Monitoring Agentic AI in the Absence of Ground Truth

Monitoring AI agents is inherently complex, especially given the lack of ground truth in generative outputs. Traditional machine learning metrics like AUC or precision-recall are no longer relevant in capturing their performance. 

Enterprises should instead create a single composite metric that evaluates end-to-end system performance through a combination of LLM metrics — faithfulness, safety — alongside business-specific performance indicators. Human-in-the-loop evaluation also remains critical, especially for high-stakes decisions, with mechanisms like pause or kill switches in the event serious issues come up.
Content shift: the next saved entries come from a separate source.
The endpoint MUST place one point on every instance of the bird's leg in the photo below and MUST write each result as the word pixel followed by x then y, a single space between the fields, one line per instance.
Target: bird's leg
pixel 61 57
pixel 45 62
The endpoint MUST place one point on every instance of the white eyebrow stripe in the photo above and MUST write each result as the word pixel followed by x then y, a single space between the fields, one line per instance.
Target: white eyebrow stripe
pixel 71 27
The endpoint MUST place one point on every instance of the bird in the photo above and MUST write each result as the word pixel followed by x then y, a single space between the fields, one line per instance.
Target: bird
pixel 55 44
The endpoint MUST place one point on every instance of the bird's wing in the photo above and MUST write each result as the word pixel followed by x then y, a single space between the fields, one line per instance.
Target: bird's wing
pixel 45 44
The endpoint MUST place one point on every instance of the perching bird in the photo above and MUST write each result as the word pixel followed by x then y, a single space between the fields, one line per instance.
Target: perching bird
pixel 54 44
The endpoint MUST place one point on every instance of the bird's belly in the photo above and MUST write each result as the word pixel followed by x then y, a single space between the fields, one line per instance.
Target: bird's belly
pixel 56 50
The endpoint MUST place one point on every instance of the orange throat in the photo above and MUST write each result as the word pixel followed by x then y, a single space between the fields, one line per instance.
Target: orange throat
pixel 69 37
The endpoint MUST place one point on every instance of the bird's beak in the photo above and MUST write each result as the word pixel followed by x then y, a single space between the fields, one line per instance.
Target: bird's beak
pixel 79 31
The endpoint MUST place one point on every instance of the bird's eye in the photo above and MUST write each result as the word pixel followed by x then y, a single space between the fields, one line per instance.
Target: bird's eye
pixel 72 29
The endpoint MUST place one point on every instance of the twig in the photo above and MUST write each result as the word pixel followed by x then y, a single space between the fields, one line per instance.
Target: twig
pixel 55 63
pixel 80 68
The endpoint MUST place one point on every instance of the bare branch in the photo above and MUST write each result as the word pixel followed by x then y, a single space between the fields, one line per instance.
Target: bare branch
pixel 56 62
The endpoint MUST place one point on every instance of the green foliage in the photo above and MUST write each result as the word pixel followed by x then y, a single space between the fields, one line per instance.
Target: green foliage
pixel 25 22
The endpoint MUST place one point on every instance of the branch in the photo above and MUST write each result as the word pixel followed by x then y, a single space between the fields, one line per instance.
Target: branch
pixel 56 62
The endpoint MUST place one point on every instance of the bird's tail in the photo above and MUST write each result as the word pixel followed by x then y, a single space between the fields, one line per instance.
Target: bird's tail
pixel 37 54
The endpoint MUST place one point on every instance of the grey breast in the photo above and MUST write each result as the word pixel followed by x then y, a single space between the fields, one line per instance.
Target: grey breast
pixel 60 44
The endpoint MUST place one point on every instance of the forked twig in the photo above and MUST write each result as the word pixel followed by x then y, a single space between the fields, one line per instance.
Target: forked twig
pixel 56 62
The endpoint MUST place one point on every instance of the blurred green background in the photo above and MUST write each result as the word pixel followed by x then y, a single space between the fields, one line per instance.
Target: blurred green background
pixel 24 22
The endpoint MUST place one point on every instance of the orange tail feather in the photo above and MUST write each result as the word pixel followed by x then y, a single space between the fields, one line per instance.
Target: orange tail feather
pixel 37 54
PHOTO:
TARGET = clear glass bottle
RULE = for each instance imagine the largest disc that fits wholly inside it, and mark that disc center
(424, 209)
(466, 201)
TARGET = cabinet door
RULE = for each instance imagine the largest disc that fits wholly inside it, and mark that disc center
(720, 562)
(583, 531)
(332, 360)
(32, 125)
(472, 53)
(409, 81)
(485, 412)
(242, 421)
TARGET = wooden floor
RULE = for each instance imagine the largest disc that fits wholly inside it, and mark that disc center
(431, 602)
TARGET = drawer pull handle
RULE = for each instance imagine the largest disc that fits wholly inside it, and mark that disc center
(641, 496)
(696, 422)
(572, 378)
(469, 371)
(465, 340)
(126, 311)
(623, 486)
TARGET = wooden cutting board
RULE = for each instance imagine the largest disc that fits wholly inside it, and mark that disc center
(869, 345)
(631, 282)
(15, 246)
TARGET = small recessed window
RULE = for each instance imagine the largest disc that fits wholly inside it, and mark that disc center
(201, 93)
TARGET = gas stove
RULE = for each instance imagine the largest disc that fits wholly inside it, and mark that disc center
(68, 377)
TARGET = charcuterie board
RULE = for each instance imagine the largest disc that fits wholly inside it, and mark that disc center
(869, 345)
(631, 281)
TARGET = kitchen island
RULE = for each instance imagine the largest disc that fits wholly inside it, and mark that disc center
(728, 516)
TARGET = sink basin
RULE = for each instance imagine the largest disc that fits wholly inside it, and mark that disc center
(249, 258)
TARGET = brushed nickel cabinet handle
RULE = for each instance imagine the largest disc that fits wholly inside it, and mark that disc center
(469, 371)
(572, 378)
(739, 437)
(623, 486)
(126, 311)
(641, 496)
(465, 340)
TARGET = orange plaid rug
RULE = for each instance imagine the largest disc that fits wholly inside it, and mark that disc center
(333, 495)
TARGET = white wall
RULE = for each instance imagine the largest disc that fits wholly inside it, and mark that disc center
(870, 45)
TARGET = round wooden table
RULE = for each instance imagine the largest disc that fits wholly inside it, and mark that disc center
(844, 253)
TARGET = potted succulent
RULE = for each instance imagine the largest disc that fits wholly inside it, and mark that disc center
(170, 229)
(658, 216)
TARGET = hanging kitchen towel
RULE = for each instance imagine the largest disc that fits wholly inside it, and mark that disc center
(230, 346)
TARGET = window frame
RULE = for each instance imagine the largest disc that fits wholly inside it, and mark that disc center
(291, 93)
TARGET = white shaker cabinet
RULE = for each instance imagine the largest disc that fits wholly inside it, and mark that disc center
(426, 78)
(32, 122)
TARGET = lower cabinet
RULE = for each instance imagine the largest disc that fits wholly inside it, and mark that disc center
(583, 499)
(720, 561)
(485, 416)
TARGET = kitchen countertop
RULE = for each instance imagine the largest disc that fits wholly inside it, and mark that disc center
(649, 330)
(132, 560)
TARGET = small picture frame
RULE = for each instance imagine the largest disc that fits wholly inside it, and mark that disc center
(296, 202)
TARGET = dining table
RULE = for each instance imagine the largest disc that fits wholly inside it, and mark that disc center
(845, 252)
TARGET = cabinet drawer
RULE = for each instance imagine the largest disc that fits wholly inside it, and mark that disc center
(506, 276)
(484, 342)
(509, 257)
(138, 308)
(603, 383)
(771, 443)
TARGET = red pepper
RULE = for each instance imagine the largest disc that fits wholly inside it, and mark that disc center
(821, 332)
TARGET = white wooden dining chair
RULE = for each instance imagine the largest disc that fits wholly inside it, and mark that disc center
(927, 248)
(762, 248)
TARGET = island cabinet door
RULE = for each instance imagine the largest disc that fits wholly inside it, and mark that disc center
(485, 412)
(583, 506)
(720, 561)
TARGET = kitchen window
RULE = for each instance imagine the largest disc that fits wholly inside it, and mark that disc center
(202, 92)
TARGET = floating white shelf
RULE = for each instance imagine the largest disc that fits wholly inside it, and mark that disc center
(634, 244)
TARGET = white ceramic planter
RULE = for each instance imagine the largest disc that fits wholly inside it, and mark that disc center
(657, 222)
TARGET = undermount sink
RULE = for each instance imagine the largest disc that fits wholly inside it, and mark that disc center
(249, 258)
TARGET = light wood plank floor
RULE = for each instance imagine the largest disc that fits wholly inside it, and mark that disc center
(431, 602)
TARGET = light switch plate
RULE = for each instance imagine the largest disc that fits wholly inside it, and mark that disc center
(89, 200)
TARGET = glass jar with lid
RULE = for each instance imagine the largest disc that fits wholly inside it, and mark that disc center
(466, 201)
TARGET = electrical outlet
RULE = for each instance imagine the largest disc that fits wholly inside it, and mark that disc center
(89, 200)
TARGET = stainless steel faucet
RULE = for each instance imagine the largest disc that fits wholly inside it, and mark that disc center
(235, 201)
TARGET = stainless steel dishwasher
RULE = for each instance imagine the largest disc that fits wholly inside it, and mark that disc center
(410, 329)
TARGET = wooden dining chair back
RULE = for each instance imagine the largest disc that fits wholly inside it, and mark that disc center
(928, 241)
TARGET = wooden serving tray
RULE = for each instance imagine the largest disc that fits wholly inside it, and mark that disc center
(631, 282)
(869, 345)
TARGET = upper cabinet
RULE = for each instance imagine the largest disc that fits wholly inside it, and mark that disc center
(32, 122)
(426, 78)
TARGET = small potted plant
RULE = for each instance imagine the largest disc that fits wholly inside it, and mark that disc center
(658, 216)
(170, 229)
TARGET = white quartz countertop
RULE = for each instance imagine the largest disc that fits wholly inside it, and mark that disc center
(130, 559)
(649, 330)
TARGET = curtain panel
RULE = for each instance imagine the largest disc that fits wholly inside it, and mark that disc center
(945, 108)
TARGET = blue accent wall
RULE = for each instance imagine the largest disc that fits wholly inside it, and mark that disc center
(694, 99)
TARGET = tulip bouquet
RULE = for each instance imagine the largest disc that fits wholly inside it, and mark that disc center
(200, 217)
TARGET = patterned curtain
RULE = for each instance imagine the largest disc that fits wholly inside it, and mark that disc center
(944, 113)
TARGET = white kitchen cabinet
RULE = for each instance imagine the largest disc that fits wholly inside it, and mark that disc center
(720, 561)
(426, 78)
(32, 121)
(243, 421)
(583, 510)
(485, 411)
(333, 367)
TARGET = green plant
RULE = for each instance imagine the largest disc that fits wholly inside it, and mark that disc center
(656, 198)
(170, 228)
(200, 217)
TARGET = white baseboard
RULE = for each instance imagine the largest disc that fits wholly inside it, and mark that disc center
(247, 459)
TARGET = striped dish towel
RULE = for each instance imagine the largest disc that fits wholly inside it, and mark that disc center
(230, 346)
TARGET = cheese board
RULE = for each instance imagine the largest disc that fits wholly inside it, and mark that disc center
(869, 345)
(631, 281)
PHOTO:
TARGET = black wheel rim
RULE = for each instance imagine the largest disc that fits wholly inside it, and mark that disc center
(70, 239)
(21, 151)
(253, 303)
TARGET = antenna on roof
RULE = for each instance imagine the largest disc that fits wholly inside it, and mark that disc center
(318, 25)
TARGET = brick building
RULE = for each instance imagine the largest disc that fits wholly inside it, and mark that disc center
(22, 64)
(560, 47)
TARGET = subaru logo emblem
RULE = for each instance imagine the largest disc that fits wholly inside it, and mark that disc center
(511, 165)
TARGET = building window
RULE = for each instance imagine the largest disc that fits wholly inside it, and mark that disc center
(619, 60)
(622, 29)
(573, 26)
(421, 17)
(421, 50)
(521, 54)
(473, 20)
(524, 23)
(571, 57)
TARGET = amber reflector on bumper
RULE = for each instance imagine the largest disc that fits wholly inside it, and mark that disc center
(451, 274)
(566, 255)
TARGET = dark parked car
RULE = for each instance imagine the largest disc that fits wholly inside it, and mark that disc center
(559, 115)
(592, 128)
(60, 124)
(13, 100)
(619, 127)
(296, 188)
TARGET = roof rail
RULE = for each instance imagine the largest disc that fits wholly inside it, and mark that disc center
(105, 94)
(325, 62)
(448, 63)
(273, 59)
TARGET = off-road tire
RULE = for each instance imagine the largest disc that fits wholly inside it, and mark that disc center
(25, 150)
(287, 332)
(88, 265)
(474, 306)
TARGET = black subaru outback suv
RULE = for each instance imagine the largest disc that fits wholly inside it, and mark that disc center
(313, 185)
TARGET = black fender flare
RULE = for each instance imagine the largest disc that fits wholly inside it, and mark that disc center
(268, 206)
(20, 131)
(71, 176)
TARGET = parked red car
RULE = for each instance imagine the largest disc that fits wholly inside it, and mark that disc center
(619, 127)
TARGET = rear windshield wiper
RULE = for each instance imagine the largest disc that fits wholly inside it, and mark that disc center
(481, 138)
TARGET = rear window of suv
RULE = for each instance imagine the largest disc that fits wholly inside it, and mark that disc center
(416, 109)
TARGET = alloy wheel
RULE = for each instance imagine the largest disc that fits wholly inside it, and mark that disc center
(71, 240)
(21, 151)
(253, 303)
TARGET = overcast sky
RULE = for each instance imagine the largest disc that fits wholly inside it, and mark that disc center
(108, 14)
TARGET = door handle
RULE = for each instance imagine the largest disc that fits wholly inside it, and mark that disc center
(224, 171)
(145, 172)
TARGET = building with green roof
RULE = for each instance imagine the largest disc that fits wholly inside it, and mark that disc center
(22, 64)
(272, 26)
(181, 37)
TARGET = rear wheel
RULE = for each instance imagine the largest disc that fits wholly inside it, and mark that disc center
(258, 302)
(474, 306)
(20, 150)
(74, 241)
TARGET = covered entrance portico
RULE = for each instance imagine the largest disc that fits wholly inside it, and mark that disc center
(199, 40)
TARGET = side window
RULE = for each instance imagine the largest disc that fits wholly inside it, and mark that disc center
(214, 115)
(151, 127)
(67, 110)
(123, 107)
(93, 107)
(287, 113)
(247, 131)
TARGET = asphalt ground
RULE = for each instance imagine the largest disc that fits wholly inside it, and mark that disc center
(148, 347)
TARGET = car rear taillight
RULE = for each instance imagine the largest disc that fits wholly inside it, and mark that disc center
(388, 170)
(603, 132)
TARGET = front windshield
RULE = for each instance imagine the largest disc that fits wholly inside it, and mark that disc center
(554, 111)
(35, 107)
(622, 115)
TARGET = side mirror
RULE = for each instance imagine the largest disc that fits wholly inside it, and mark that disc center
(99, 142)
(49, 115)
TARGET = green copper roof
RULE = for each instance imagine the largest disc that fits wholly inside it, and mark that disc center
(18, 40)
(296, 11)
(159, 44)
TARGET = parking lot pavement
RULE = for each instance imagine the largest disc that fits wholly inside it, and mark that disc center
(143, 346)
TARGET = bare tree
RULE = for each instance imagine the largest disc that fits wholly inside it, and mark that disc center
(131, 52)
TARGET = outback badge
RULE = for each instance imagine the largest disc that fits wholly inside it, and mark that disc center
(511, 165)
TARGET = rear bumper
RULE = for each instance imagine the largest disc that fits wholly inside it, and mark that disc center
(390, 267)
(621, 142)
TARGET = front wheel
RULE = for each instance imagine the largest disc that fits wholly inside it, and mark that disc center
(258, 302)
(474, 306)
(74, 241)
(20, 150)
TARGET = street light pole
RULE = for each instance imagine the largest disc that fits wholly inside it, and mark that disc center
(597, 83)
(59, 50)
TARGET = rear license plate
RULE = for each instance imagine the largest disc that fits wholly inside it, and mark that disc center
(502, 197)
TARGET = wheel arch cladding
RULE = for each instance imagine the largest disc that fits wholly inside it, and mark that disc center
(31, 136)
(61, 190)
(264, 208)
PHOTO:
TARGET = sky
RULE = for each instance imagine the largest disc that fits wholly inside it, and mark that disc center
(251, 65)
Scaling Agentic AI Workflows: LLMOps and Monitoring Fundamentals

While there are many challenges to evaluating and securing agentic AI systems, many organizations have already begun taking advantage of the technology. For new organizations look to invest in agentic AI, the following steps should be taken into consideration before implementation:

  • Robust data infrastructure to power accurate AI.
  • A single, high-value pilot use case to prove impact quickly while maintaining focus.
  • LLMOps foundations for monitoring, fine-tuning, and governance.
  • Training internal teams to follow uniform responsible AI practices.
  • Planning for scale by using enterprise-ready systems and tools.

Avoiding premature deployment, poor data quality, or stakeholder misalignment is key to proving value of agentic AI systems and avoiding potentially costly risks.

Focus on What Won’t Change

While the tools, models, and agents will evolve, the fundamentals of enterprise AI will remain constant: delivering high performing, accurate, and safe systems that enable strong ROI.

Whether it’s a traditional ML model or a next-gen agentic system, the need for testing, monitoring, and governance will not go away. Organizations that prioritize the constants of AI development will be better positioned to take advantage of agentic AI, staying ahead of the competition and turning innovation into a long-term advantage.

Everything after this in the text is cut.